Dependendo da sua disposição, certos espectáculos foram mais curtos ou mais longos, mais ou menos vivos e contagiantes. Entre tanta actuação, contaram-se, claro está, alguns dos seus momentos inesquecíveis.
Vegas ficou-lhe eternamente agradecida.
Duas décadas antes, durante a febre de construção iniciada pelo Flamingo, foram outros os entertainers, só ligeiramente menos famosos.
Enquanto os magnatas apoiados pela máfia elevavam o esplendor da cidade ao nível dos últimos andares dos seus hotéis-casinos, chegavam novos grupos de dançarinas topless, de França, inclusive.
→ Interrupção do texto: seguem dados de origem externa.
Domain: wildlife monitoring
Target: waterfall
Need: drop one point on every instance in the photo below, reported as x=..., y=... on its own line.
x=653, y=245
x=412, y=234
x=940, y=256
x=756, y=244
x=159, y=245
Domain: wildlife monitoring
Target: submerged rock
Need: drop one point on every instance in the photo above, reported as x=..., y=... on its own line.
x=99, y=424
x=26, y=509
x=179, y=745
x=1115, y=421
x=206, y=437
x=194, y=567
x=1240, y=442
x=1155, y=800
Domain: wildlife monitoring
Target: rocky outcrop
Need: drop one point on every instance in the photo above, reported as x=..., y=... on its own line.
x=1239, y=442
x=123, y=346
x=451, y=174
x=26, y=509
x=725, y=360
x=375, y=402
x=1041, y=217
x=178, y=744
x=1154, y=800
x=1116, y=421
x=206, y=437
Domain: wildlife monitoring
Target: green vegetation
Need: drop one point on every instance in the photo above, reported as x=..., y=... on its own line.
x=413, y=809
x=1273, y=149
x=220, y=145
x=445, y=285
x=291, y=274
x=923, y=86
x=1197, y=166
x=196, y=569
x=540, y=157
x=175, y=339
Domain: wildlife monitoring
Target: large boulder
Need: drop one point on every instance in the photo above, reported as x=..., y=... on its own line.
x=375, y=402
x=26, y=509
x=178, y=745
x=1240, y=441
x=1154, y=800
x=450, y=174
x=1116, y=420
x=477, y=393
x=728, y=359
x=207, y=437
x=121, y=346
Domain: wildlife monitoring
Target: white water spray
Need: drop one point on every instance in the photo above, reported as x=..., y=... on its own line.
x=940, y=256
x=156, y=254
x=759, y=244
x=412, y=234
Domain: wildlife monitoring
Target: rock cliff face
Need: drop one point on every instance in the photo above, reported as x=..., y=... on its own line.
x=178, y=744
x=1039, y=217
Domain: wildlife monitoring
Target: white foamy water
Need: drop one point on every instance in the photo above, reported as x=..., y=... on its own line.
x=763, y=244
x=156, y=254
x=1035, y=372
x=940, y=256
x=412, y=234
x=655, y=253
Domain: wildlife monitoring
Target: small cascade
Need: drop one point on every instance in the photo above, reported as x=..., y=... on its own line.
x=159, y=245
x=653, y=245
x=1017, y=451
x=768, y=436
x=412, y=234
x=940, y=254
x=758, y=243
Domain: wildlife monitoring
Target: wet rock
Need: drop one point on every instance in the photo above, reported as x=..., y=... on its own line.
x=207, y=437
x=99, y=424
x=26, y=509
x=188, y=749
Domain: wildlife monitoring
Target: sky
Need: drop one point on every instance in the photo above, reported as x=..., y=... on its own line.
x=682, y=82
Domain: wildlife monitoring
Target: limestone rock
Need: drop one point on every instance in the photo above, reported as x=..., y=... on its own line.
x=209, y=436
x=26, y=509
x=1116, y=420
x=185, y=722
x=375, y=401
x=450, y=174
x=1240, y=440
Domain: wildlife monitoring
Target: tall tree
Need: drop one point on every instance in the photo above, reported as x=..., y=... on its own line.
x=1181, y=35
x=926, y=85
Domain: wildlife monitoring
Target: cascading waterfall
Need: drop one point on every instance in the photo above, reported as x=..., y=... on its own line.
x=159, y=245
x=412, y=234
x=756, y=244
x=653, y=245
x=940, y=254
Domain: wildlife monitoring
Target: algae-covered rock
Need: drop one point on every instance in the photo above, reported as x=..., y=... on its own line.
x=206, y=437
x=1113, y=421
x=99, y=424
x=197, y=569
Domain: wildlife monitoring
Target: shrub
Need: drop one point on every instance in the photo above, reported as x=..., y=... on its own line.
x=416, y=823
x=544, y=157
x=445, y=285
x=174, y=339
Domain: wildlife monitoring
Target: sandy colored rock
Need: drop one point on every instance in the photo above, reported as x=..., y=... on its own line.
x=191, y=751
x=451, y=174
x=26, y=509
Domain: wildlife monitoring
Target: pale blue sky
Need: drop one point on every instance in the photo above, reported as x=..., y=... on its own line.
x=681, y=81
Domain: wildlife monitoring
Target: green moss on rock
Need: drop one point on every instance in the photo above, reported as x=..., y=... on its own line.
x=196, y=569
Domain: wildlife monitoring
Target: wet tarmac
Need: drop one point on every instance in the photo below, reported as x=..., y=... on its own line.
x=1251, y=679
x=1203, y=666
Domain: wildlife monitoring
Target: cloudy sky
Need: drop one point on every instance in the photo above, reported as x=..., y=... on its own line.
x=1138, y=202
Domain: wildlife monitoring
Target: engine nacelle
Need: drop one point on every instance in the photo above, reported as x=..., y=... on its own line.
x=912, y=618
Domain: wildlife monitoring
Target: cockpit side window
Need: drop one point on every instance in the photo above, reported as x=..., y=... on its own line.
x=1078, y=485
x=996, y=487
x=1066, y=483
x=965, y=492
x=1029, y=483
Por forma a credibilizar os palcos demasiado despidos foram então contratados nomes já famosos do showbizz norte-americano. Frank Sinatra, Liberace e Sammy Davis Jr, estiveram entre os pioneiros.
Nos dias que correm, os espectáculos diversificaram-se. Uns, resumem-se a experiências de Stand Up Comedy de sucesso, transpostas de outras partes do país, como o exótico Carrot Top, Terry Fator, David Spade ou o ocasional Seinfeld.
Outros, revelam-se mega-produções multi-disciplinares e tecnológicas. E se o Cirque du Soleil vinha a monopolizar este tipo de shows, a recente inauguração do elegantíssimo hotel-casino Wynn, implicou a entrada em cena de um concorrente digno de registo, o Le Revê.
O próprio acesso à sala, feito através dos corredores e átrios avermelhados, aveludados e brilhantes do Wynn deixa perceber algo especial. Lá dentro, revela-se o único aqua-theater de Las Vegas.
Assim que a acção tem início mergulha, nada, dança, salta e representa um elenco de 85 artistas ágeis capazes de combinar força, sensualidade e drama num mundo anfíbio e aéreo de fantasia que encanta o mais céptico dos espectadores.
De volta à Las Vegas real, nem tudo é tão elegante. À saída do Wynn, um semáforo no vermelho detém um pequeno grupo de pedestres e um camião adaptado para fazer de outdoor móvel.
A tela exibe um anúncio sedutor.
Uma loura irresistível surge deitada sobre um sofá, de cabeça reclinada e olhos fechados numa postura de pura provocação e volúpia.
O texto, em dourado, remete para a origem supostamente sofisticada de tal preciosidade. E é directo: ”Treasures. Gentlemen’s Club & SteakHouse”.
Estamos em Las Vegas. Na Cidade do Pecado, tudo tem perdão.